2020: Mind the Gender Gap
The Asia-Pacific Journal | Japan Focus Volume 18 | Issue 21 | Number 1 | Article ID 5502 | Nov 01, 2020
Mit freundlicher Erlaubnis von Japan Focus
Mind the Gender Gap:
Kawakami Mieko, Murata Sayaka, Feminism and Literature in Japan
Compelling women’s fiction in Japan hardly began with its two brightest contemporary stars, Kawakami Mieko and Murata Sayaka. Tawada Yoko won the Akutagawa Prize back in 1993 and her work is widely read outside Japan (Tawada has long lived in Germany and writes in German and Japanese). Ogawa Yoko won in 1990 for her novel Pregnancy Diary (Ninshin karendaa, 妊娠 カレンダー). In 2004 the Akutagawa went to two young women, Wataya Risa (19) and Kanehara Hitomi (20). There have been English translations of fiction by Japanese women for decades.

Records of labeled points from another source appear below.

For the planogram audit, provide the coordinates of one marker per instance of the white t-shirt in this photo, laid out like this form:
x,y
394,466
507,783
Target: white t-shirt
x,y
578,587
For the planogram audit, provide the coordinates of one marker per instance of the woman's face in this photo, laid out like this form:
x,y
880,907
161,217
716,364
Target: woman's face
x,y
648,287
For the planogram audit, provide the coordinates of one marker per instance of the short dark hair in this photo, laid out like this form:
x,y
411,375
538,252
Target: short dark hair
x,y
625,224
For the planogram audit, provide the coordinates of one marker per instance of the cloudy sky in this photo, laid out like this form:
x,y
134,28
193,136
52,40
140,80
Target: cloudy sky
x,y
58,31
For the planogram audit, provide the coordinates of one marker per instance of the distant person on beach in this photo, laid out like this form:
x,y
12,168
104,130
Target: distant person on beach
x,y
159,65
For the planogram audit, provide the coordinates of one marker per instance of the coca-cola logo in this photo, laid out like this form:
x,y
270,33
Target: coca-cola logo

Nevertheless, Kawakami and Murata are part of a gender shift in literature over the last few decades. Women make up half of the last 34 winners of the Akutagawa, and nearly half of the winners of the Naoki Prize (Japan’s two most sought after prizes for literature). Many of the editors and prize judges are women too, reflecting broader workplace changes. Women make up more than half of all employees in Japan, though they have barely dented senior management. In journalism, the percentage of women reporters has doubled to 21.5% since 2001 when the Japan Newspaper Publishers and Editors Association began counting. But women occupy just 8.5% of managerial posts in newspapers and wire services. ....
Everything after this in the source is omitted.